My example had one unknown - megapixels today (and I would assert that pretty much any of the camera sensors from within the last year+ are of a day, give or take very little).
Your example has two variables - camera megapixels over the years.
Let's take a quick look at not too many years.
Early digital cameras were of one sensor type - CCD. There, each little pixel is captured by a device that holds charge, and it's charge level is read off and turning into a digital value after the image is "exposed." Trouble there - heat flow within the chip would change the charge levels in the pixels from the time of the exposure to the time of the read-off - and that would happen unevenly over the chip.
That all varied by CCD tech and chip manufacturing, which improved over time.
Then came the newer CMOS sensors - different way of skinning the same cat for converting light to digits and lots of extreme improvements in manufacturing that tech since introduced.
And what was the actual sensor size for those cameras you've bought over time?
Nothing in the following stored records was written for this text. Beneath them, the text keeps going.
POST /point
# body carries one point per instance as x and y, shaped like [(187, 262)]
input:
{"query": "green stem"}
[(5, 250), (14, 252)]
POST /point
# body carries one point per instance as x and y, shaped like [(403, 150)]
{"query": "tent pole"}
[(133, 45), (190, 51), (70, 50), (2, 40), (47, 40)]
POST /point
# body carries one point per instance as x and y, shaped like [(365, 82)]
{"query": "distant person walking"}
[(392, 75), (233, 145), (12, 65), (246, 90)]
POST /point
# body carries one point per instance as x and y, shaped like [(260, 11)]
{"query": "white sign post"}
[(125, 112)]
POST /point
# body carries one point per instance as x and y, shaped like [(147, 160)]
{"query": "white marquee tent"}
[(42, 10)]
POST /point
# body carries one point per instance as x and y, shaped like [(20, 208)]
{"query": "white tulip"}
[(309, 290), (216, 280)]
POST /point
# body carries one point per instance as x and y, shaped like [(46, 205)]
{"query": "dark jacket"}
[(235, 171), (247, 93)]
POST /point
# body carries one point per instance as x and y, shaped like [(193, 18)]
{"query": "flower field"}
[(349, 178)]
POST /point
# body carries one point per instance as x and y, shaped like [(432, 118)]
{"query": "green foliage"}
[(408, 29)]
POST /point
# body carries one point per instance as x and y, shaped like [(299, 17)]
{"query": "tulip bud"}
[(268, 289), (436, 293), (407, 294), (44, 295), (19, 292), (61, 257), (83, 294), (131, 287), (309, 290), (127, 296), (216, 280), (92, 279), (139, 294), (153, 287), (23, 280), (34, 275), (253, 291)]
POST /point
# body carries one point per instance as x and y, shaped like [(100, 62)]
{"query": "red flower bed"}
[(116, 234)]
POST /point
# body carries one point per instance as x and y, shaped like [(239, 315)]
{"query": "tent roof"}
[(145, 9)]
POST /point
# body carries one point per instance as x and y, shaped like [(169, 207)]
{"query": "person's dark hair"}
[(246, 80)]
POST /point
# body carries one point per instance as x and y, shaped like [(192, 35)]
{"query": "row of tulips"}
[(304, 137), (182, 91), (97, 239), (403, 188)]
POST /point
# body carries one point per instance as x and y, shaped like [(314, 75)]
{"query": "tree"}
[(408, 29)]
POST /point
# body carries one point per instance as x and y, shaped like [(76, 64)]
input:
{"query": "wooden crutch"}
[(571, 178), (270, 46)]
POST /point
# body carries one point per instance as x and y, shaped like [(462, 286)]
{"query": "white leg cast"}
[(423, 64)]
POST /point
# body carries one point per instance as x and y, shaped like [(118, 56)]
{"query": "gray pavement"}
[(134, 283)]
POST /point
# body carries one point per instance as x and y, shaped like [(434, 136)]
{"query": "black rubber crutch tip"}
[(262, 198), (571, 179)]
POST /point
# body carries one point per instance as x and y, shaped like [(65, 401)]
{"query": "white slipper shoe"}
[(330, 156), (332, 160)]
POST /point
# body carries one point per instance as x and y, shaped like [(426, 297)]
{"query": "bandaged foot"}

That has changed a lot over the years, from my understanding.
So - was the quality difference you saw a function of megapixels or it was it a function of simple tech improvement over time and they added megapixels because they could without harm? How can we be sure?
How about the image processing software built-in to those cameras? All the same jpeg standard? Maybe so. Did they all feature raw image outputs?
How about the accuracy of the ASIC processors? Maybe equivalent.
And how about the lens? We ought assume for fairness that you didn't buy any big changes there. Do we know? Lens are rated in lines of resolution. Did they use less capable lenses to keep costs down on the earlier cameras you owned? I won't go there, you can decide yourself if my assumption that they were equal is up to you, since you didn't say one way or the other.
I'll just stick with the sensor tech changes over time as too great for any of us to know at a glance - but generally, the physics will always favor the sensor quality over the raw MPs.
Hope that helps!
PS - You can click to enlarge my sample pics to their approximately HD resolution size.
PPS - Yes, once you hit the top in the other quality metrics, resolution then counts. I know a guy who photographs for the Smithsonian and National Geographic and his stuff is mind-blowing in detail - as are his image file sizes!
So - not saying that MP never matters - just saying it matters less than the other metrics before it.
Am saying I doubt it matters at all on a sensor this size if you have more MP compared to the noise specs.